Les héritiers de Prince s’apprêtent à sortir un album posthume du chanteur et musicien phare de la fin du 20e siècle, le premier opus inédit depuis sa mort, qui s’avère prophétique sur les tensions des États-Unis aujourd’hui.

Racisme, divisions politiques, technologie, désinformation : un album de 12 chansons achevé en 2010 mais conservé pour des raisons inconnues dans la chambre forte du chanteur à Paisley Park, près de Minneapolis, semble augurer des crispations sociales actuelles aux États-Unis. Alliant lyrisme et funk langoureux, Prince y décrit sa terre comme le « pays de la liberté » tout autant que celui des « esclaves ».

« Liberté et justice » 

L’artiste, mort à 57 ans le 21 avril 2016 après une overdose accidentelle de fentanyl, ignorait que quatre ans plus tard, sa ville serait secouée par la colère et les manifestations après la mort de George Floyd.

Mais il n’en était pas moins un activiste, militant pour l’émancipation des personnes noires dans l’industrie du disque et au-delà. Dans cet album qui sort le 30 juillet, Prince « s’attaque directement à la condition de l’Amérique », explique Morris Hayes, qui a longtemps été son claviériste et son directeur musical.
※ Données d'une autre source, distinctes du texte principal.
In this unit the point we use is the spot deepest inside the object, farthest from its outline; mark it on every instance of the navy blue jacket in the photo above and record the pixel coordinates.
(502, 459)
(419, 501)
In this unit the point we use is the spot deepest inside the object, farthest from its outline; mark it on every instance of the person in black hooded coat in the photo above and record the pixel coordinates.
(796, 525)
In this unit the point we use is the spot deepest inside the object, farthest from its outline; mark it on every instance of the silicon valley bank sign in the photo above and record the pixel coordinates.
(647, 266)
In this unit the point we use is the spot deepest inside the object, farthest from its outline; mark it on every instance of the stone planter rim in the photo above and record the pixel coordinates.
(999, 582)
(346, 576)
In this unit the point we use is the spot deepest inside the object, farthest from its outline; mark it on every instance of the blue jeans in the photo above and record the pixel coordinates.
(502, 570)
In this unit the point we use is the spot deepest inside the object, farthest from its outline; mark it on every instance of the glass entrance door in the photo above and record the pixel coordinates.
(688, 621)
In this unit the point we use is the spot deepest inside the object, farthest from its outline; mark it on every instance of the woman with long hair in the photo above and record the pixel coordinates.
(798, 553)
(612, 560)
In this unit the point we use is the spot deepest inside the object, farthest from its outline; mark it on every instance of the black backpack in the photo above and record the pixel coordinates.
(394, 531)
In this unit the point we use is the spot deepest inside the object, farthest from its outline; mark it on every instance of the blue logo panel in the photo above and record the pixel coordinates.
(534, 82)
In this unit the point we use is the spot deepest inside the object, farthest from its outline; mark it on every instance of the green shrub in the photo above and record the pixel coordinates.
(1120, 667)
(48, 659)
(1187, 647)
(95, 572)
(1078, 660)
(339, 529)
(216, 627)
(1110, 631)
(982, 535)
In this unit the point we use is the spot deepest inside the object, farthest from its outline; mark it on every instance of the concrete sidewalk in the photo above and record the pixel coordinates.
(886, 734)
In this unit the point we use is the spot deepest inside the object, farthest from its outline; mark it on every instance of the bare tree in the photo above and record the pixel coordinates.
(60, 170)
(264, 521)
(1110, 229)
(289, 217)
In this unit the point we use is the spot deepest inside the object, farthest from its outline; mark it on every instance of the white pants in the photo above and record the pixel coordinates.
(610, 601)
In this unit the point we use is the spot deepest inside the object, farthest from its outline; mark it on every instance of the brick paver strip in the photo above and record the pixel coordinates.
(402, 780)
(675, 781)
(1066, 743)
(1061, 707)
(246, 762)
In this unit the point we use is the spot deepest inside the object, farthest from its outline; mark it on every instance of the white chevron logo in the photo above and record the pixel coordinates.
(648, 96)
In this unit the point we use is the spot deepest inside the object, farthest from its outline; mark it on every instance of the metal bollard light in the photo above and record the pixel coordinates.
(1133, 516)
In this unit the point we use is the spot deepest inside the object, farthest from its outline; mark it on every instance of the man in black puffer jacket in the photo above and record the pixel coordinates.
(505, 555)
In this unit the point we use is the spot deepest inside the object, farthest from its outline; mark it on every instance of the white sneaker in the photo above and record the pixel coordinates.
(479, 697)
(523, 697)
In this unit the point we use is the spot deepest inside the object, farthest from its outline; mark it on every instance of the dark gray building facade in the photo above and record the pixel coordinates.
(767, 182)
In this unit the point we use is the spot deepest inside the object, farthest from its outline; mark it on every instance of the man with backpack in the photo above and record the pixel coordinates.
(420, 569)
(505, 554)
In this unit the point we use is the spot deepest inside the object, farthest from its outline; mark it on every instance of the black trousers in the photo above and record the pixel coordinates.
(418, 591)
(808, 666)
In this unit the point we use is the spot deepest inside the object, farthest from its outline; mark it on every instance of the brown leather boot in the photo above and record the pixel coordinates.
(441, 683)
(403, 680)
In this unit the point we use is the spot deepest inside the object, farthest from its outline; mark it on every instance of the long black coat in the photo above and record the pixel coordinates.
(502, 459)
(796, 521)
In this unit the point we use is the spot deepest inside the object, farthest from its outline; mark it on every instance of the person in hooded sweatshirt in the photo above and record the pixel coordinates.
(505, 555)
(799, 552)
« Ce qui se passe avec les réseaux sociaux, les injustices et la conscience sociale… c’est un effort concerté pour vraiment parler de ces questions », ajoute Hayes, qui a coproduit l’album. « J’ai vraiment aimé le côté brut de l’album et, en ce qui concerne ma production, j’ai juste voulu que ça reste brut, je ne voulais pas encombrer ce qu’il essaie de dire. » Hayes compare l’artiste, « très en avance sur son temps », à un « sage assis quelque part dans l’Himalaya ». « Il voulait, je crois, un pays qui défende réellement ce qu’il dit défendre : la liberté et la justice pour tous », explique-t-il à l’AFP. « Et nous avons douloureusement conscience que ce n’est pas le cas. »

Pour Prince, être libre, c’était d’abord avoir le droit de disposer de ses biens. Il était connu pour ses critiques contre l’industrie musicale, lui qui avait griffonné le mot « slave » (« esclave ») sur sa joue et qui avait changé son nom en un « symbole d’amour » (« love symbol ») imprononçable dans les années 1990 pour protester contre la tentative de Warner de freiner sa prolifique production musicale. Mais le musicien, qui n’avait pas de téléphone portable, parlait aussi de liberté du point de vue technologique, en comparant les appareils électroniques, de plus en plus répandus, à des « menottes », confie aussi Morris Hayes.

Si l’album aborde des sujets résolument graves, comme le racisme dans Running Game (Son of a Slave Master) ou les conflits religieux dans Same Page, Different Book, il comprend aussi des morceaux plus légers et dansants, comme Hot summer ou Dirty Mind.

« Du sol au plafond »

Un nombre incalculable de chansons — plus de 8.000, selon la légende — vivaient dans le coffre-fort de Paisley Park (désormais transformé en musée), même si une partie du contenu a été déménagé dans un centre de stockage mieux climatisé à Los Angeles.

« C’était fou », dit son claviériste, « toute cette musique, du sol au plafond ». Dans les années 1990, Prince lui avait confié qu’il venait de faire une pause pour la première fois. « Il m’avait dit : Jamais, dans ma carrière, il n’y a eu une semaine où je n’ai pas écrit une chanson ou pris ma guitare. »

Le sort de l’immense quantité de musique laissée par Prince est un sujet sensible, tant il contrôlait son travail, son image et sa personnalité énigmatique, soigneusement entretenues. Jusqu’à présent, sa succession — gérée par sa soeur et ses cinq demi-frères et soeurs — a réédité des versions enrichies de ces albums marquants, ainsi que des démos de chansons.

Prince n’avait jamais été clair sur ses intentions concernant ses oeuvres inédites mais il avait pris des mesures pour préserver ses archives et son domaine de Paisley Park, ce que ses héritiers ont interprété comme une volonté de les partager. En 2014, il s’était montré sibyllin, quand le magazine Rolling Stone lui avait demandé ce qu’il voulait que son oeuvre devienne, une fois disparu. « Je ne pense pas disparaître », avait-il dit.